気象用語集:

勤労感謝の日 (きんろうかんしゃのひ)

11月23日に定められた国民の祝日。
法律では「勤労をたっとび、生産を祝い、国民たがいに感謝しあう」ことを趣旨としている。
かつては「新嘗祭(にいなめさい)」と呼ばれる、収穫祭に相当する行事が全国の神社で行われた日。「新嘗」とは、その年に収穫された新しい穀物を意味し、新嘗祭は、新穀を得たことを神さまに感謝し、祝う大祭。『日本書紀』にも記述があるほど古来から伝えられてきた。宮中では天皇が感謝をこめて新穀を神々に奉納し、自らもそれを食する。農業、特に稲作を暮らしの中心に置く日本ではたいへん重要な行事のひとつ。

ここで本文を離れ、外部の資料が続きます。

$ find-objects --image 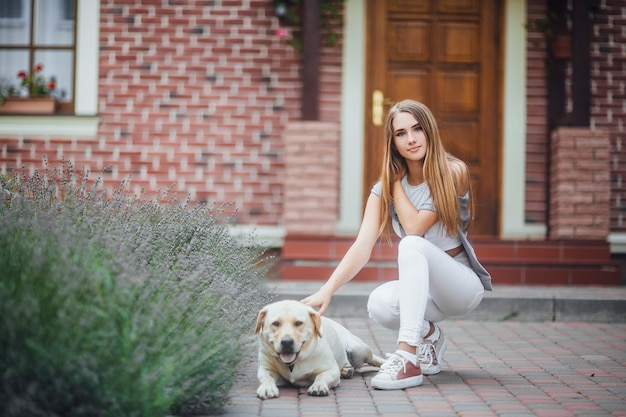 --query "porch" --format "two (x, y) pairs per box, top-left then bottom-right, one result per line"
(280, 234), (622, 286)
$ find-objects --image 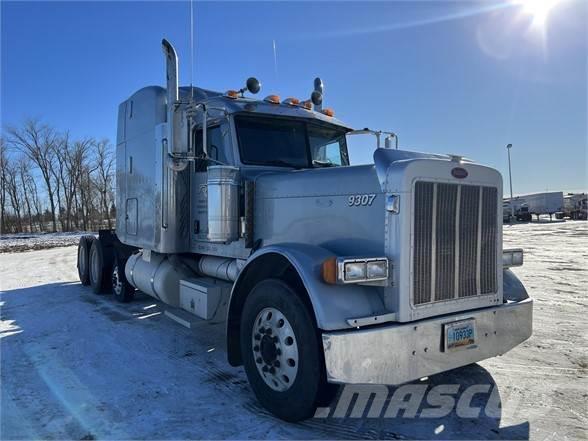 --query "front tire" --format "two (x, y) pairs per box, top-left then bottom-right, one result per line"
(77, 236), (96, 286)
(241, 279), (329, 422)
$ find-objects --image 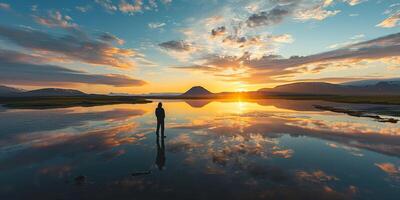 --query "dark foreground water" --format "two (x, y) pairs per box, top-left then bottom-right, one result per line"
(0, 100), (400, 200)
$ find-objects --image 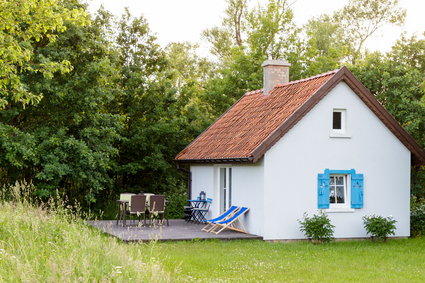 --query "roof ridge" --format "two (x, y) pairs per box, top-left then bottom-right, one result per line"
(275, 69), (340, 87)
(244, 69), (340, 95)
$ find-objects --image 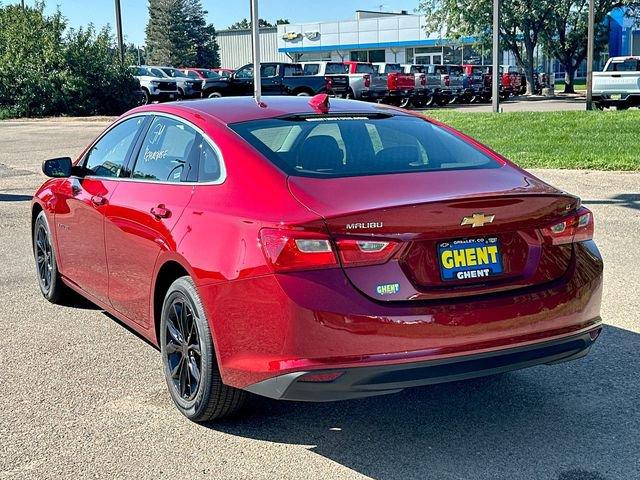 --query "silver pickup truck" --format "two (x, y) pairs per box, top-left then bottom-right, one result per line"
(129, 65), (179, 104)
(402, 63), (442, 108)
(593, 57), (640, 110)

明治時代に入ると、新嘗祭は11月23日に固定され祝日化されたが、戦後のGHQ占領政策において、国家神道色の強いものとして危険視され、改められたのが「勤労感謝の日」である。
「勤労感謝の日」は、アメリカのレイバーデー(Labor Day)と、感謝祭(Thanksgiving)の性格を併せた趣旨で、GHQによって考案された。
新嘗祭は、現在も宮中祭祀として存続して行われている。